The diagram to the right demonstrates the actual connections between versions from a media specific, code-based examination. Media archaeology is critical to make sense of the differences between this diagram and the previous, official diagram of versions taken from Nintendo advertisements.
Satoshi Tajiri released a superior set of games with the original Pocket Monsters titles, but he hand-coded those games over a period of six years. This limitation of resources resulted in well-known glitches. The purpose of Pocket Monsters: Blue was not a minor aesthetic revision but instead a much-needed overhaul of problematic source code, neutralizing glitches. What is so impressive about this version is that such an overhaul had to be invisible; more precisely, these structural changes appear minimal to players but radically altered the structure of the game’s code underneath the surface.
Nintendo considered the release of the Pocket Monsters franchise in North America to be a problematic endeavor. Stories of the company’s reluctance to send the games overseas are well known. How, then, could Nintendo knowingly release glitchy games to an audience they felt expected better of their products? Revision was needed, and it appeared under the guise of Pocket Monsters: Blue. Using media archaeology as a framework, it is possible to dig into the code. Comparing code across titles demonstrates that Pokémon Red and Blue were heavily derived from Pocket Monsters: Blue. Game engine, script, and audiovisual content were all ripped from the less-problematic version, with only version-exclusive Pokémon lists surviving from Pocket Monsters: Red and Green. It is these ideal English-language versions that were translated for other international audiences, ensuring the best-quality product available outside Japan.
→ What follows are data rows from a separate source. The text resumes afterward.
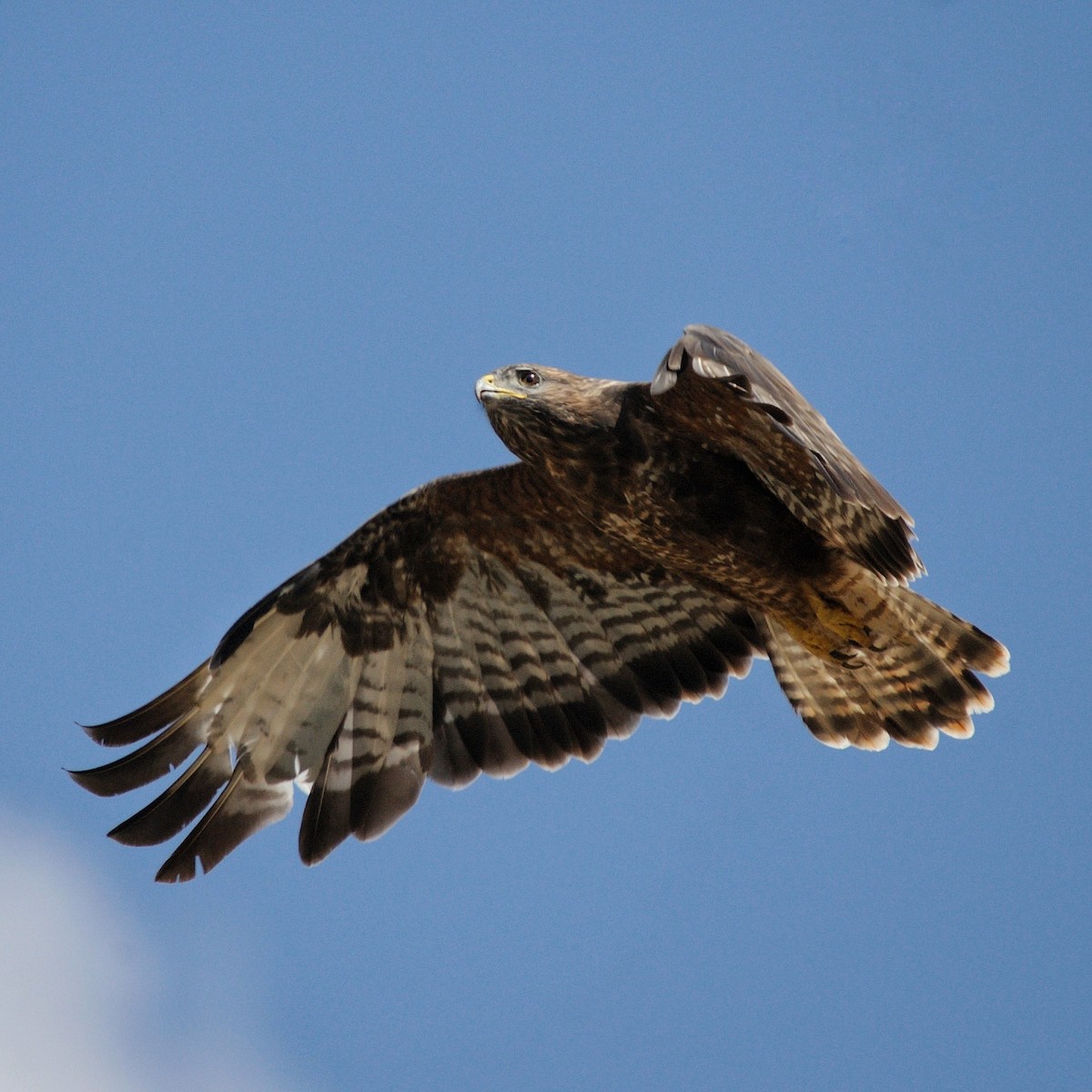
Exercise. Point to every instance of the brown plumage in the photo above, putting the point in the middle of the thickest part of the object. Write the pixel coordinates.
(651, 541)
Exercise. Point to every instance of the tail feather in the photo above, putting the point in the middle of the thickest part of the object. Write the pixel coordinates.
(915, 682)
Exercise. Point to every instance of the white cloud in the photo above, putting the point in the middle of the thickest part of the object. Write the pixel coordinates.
(76, 978)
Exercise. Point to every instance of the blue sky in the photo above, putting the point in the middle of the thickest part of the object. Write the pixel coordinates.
(255, 258)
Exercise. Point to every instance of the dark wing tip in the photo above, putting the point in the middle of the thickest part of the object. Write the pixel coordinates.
(151, 718)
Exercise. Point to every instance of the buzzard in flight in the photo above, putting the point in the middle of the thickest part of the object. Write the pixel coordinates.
(650, 541)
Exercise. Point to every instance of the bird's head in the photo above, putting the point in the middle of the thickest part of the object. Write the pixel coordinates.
(545, 414)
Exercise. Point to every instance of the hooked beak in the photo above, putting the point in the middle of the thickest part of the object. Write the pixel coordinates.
(486, 388)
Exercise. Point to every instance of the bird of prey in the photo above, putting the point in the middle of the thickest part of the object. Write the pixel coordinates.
(651, 540)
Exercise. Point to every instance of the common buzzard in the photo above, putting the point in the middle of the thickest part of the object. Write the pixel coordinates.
(650, 541)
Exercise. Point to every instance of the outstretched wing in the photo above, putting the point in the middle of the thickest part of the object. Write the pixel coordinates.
(716, 390)
(474, 626)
What, then, of the confusion surrounding Pocket Monsters: Pikachu? Once again, glimpsing at the code itself is key. The title is not a version of previous Japanese titles but instead derived from what was considered to be the most stable set of games: Pokémon Red and Blue. Hidden objects in the code taken from the international releases confirm the connection. However, what remains especially confusing is the data discovered by accessing the game across platforms. Why would Nintendo release a more colorful version to international audiences but neglect their own?
By the time this version was in the process of translation, the Game Boy was at the end of its lifecycle in the United States and an incentive was needed to purchase the newest mobile platform. As such, all international versions were slightly altered so that they are actually Game Boy Color games rather than Game Boy, giving children an excuse to hassle their parents into buying the newest system. What remains a mystery is unknown why Nintendo chose to continue marketing the version as a Game Boy game. There are some questions that require a wider societal context than mere media archaeology. It is possible the company did not wish to confuse international audiences about platform compatibility or anger its Japanese audience by giving an enhanced product to non-Japanese audience. In the end, only speculation is possible.
You may have noticed this article does not discuss data structures or trade. Such factors are best discussed in the context of inter-generational trade beginning in Generation II. What is most significant about this generation is that it lays the base for how Nintendo communicated Game Freak’s products to their fans. Reality within code and reality within advertising are not the same, and if players do not consider media specific ideologies, the truth is quickly obscured.